The boundary between battlefield and home front blurs. Are there wounds love can heal?
Marleigh Mulcahy grew up in a boxing gym, the daughter of hard-drinking parents who didn’t keep a stable roof overhead. In the cinder-block Box-n-Go, amidst the sweat and funk, she meets EOD specialist Jace Holt, a highly and expensively trained bomb diffuser with three successful deployments behind him. With a heady mix of hope, carelessness, and a ridiculous amount of courage, they begin a family.
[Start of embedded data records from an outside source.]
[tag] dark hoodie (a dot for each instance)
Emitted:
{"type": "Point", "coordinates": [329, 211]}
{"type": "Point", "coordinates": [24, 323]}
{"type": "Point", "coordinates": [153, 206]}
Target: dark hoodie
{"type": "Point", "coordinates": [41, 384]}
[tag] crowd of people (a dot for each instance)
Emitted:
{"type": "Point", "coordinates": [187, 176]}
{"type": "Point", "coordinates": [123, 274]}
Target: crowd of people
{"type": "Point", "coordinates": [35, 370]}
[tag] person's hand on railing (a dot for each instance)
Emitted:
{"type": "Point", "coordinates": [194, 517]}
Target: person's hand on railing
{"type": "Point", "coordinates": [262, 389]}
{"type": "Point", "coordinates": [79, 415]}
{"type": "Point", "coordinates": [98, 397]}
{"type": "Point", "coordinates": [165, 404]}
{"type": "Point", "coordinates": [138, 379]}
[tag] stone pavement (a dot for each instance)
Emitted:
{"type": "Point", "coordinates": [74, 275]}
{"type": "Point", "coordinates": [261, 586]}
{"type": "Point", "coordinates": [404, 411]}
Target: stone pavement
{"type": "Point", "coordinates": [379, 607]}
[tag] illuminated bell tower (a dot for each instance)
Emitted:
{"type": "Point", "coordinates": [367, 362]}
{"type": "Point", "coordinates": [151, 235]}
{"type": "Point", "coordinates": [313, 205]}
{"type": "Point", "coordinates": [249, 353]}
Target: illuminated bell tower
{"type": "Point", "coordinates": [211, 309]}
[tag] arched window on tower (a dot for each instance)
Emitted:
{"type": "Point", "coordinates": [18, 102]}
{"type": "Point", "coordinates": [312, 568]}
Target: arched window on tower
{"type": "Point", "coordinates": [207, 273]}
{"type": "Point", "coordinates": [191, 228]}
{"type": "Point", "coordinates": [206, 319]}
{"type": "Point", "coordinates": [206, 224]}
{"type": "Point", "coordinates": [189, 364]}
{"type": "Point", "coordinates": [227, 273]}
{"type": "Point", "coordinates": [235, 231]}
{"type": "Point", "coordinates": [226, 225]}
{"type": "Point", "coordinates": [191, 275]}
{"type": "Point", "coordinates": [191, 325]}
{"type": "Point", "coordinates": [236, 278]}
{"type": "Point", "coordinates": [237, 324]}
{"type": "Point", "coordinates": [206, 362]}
When Jace returns to active duty, a roadside bomb resurrects ghosts from the couple’s past and threatens the life they’ve built.An unflinching and timely gaze into the marriage of an enlisted special operator and his wife, Breach is a story of betting it all on love, a couple’s determination to change the trajectory of their lives, and one woman’s promises to the man she loves and the boys they’re raising.
What choices will a desperate mother make to keep her family whole?
About the Author
Kelly Sokol’s work has appeared in print and online publications including The Manifest-Station, ConnotationPress, The Quotable, and has been nominated for a Pushcart Prize. She serves on the Board of Directors of The Muse Writers Center in Norfolk, VA, where she also teaches creative nonfiction and fiction writing. She also serves on the Board of Directors for ForKids, Inc. and advises the Board of the Seven Cities Writers Project. She earned her MFA in creative writing from Goddard College.
Kelly is a low-lander who dreams, in color, of the mountains. When she is not reading, writing or parenting, she can be found wandering or skiing the backcountry, or training for it. Kelly is represented by Michelle Johnson of Inklings Literary.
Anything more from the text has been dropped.